Tuesday, November 03, 2009
Ruby Tuesday: Valentines Past
I needed inspiration, so I found Ruby Tuesday. I then went on a brief hunt around the house and found those red hearts. They're on a Valentine's Day card my paternal grandfather gave my grandmother many moons ago (there's no date in the card, so I can't be certain of exactly how old it is).
That card sits on a shelf in my hallway.

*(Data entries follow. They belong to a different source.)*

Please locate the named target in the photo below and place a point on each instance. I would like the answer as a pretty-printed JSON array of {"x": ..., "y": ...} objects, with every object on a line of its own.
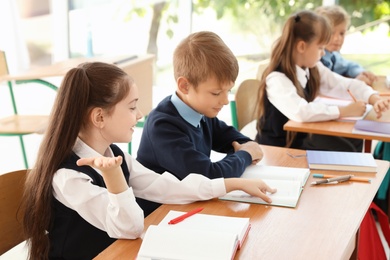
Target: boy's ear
[
  {"x": 183, "y": 85},
  {"x": 301, "y": 46}
]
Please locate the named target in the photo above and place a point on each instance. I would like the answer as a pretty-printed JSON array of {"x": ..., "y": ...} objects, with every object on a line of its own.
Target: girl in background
[
  {"x": 81, "y": 194},
  {"x": 295, "y": 77}
]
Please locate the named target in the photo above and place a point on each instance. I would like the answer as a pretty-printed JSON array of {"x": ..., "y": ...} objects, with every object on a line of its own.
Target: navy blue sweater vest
[{"x": 71, "y": 237}]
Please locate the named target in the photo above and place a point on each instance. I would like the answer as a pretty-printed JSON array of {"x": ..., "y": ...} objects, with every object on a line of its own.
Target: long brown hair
[
  {"x": 304, "y": 26},
  {"x": 83, "y": 88}
]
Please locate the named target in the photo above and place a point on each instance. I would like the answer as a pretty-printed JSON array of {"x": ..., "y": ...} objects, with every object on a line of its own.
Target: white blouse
[
  {"x": 282, "y": 94},
  {"x": 119, "y": 214}
]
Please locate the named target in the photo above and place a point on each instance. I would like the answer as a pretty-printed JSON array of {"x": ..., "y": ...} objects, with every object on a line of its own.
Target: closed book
[
  {"x": 288, "y": 182},
  {"x": 341, "y": 161},
  {"x": 342, "y": 103},
  {"x": 200, "y": 236}
]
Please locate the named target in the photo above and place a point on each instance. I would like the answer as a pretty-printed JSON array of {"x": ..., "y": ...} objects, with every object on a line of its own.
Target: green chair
[{"x": 21, "y": 125}]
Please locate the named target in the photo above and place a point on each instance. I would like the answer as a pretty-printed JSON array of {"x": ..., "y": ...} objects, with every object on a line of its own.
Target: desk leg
[
  {"x": 354, "y": 255},
  {"x": 367, "y": 146}
]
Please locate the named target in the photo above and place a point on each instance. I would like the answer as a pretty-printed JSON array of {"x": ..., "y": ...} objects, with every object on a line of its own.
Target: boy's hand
[
  {"x": 367, "y": 77},
  {"x": 252, "y": 148}
]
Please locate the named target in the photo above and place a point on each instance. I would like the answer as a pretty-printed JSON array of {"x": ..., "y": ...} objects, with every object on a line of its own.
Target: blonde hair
[
  {"x": 202, "y": 55},
  {"x": 335, "y": 13},
  {"x": 304, "y": 26}
]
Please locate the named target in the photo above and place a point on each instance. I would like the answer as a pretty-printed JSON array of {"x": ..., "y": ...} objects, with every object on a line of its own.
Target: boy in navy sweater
[
  {"x": 339, "y": 20},
  {"x": 181, "y": 131}
]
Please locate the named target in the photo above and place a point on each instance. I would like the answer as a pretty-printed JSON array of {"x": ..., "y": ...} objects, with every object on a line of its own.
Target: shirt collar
[
  {"x": 84, "y": 151},
  {"x": 303, "y": 75},
  {"x": 186, "y": 112}
]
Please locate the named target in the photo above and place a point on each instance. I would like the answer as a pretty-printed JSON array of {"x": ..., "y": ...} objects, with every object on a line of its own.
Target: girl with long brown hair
[
  {"x": 295, "y": 77},
  {"x": 81, "y": 193}
]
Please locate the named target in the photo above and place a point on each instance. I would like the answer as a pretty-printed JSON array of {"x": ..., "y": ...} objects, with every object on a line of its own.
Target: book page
[
  {"x": 287, "y": 195},
  {"x": 276, "y": 173},
  {"x": 235, "y": 225},
  {"x": 163, "y": 242}
]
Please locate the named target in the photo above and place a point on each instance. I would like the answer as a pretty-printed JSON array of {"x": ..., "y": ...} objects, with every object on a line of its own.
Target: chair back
[
  {"x": 11, "y": 214},
  {"x": 246, "y": 99},
  {"x": 3, "y": 64},
  {"x": 262, "y": 66}
]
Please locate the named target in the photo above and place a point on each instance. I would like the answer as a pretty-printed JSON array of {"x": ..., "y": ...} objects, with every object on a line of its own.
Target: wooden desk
[
  {"x": 334, "y": 128},
  {"x": 141, "y": 69},
  {"x": 324, "y": 225}
]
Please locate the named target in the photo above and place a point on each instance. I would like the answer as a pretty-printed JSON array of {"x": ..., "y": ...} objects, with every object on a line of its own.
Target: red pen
[{"x": 184, "y": 216}]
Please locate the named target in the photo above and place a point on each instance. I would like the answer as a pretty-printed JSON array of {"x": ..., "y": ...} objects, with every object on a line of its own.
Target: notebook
[
  {"x": 200, "y": 236},
  {"x": 288, "y": 181},
  {"x": 341, "y": 161},
  {"x": 342, "y": 102}
]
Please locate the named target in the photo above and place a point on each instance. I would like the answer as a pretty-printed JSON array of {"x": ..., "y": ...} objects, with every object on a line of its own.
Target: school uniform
[
  {"x": 335, "y": 62},
  {"x": 282, "y": 103},
  {"x": 177, "y": 139},
  {"x": 87, "y": 218}
]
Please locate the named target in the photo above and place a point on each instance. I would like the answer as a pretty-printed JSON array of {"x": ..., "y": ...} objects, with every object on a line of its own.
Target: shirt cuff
[
  {"x": 219, "y": 188},
  {"x": 121, "y": 198}
]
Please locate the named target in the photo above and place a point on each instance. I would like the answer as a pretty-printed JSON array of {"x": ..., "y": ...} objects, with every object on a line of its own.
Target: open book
[
  {"x": 288, "y": 181},
  {"x": 200, "y": 236},
  {"x": 342, "y": 103}
]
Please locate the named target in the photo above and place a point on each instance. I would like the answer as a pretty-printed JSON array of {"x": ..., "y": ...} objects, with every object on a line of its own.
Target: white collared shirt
[
  {"x": 282, "y": 94},
  {"x": 119, "y": 214}
]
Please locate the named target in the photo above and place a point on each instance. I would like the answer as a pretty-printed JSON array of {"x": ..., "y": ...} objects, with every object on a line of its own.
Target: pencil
[
  {"x": 352, "y": 96},
  {"x": 353, "y": 178}
]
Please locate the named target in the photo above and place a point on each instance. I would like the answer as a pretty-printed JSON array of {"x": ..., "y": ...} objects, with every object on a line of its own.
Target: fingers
[
  {"x": 85, "y": 161},
  {"x": 236, "y": 146}
]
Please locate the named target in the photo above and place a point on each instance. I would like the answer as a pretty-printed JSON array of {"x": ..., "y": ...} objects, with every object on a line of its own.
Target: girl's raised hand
[
  {"x": 111, "y": 171},
  {"x": 380, "y": 106},
  {"x": 254, "y": 187}
]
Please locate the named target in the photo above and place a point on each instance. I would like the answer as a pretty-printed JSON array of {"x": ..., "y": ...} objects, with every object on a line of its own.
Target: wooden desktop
[{"x": 324, "y": 225}]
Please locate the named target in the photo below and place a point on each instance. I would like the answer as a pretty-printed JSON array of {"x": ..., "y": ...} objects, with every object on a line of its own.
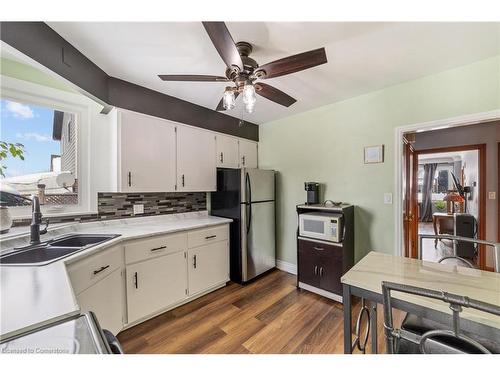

While my grandmother passed away long before I was born, I've been told I remind people of her. My mother swears my grandmother would have loved me.
My grandfather was an alcoholic. Both of them were actually. My mother's father drank himself to death (literally. He died of liver cancer alone in a pauper's hospital). My father's father straightened himself up and was sober for many years.
I've heard my mother rave about how my paternal grandmother suffered through her husband's alcoholism without a complaint. My mom always seemed to think this was ideal. I, however, never liked that one bit. My goal is to elicit change, not sit by placidly like a good little girl with my hands folded neatly in my lap.
Old photos of my grandmother show a lively spirit and quirky sense of humor that always spoke to me. I absolutely see myself in those examples. But the quiet little complacent wife? Not so much.
Then, my father (whose collection of family stories is unending) told me a tale that helped endear me to my grandmother more than ever before. Apparently, my grandfather and one of his brothers decided to play a trick on my grandmother. Quite some time after grandpa stopped drinking, he and my great uncle came staggering home pretending to be drunk. When my grandmother saw and heard them heading down the walk, she grabbed a baseball bat and chased them away, swearing the whole time and refusing to let them near the house if they'd been drinking.
Now THAT I can absolutely see myself doing. And I suspect that is a more accurate picture of my grandmother.
FTR, my grandparents were madly in love until the end. She saved some of her wedding flowers pressed in a memory book. She had a hope chest full of cards he had given her over the years. The first morning after they were married, he took a picture of the first meal she ever made for him. He photographed her often and in all those images, the love and awe he felt for her is obvious. More than 30 years after they were married, she suffered a heart attack while dancing in his arms and she died.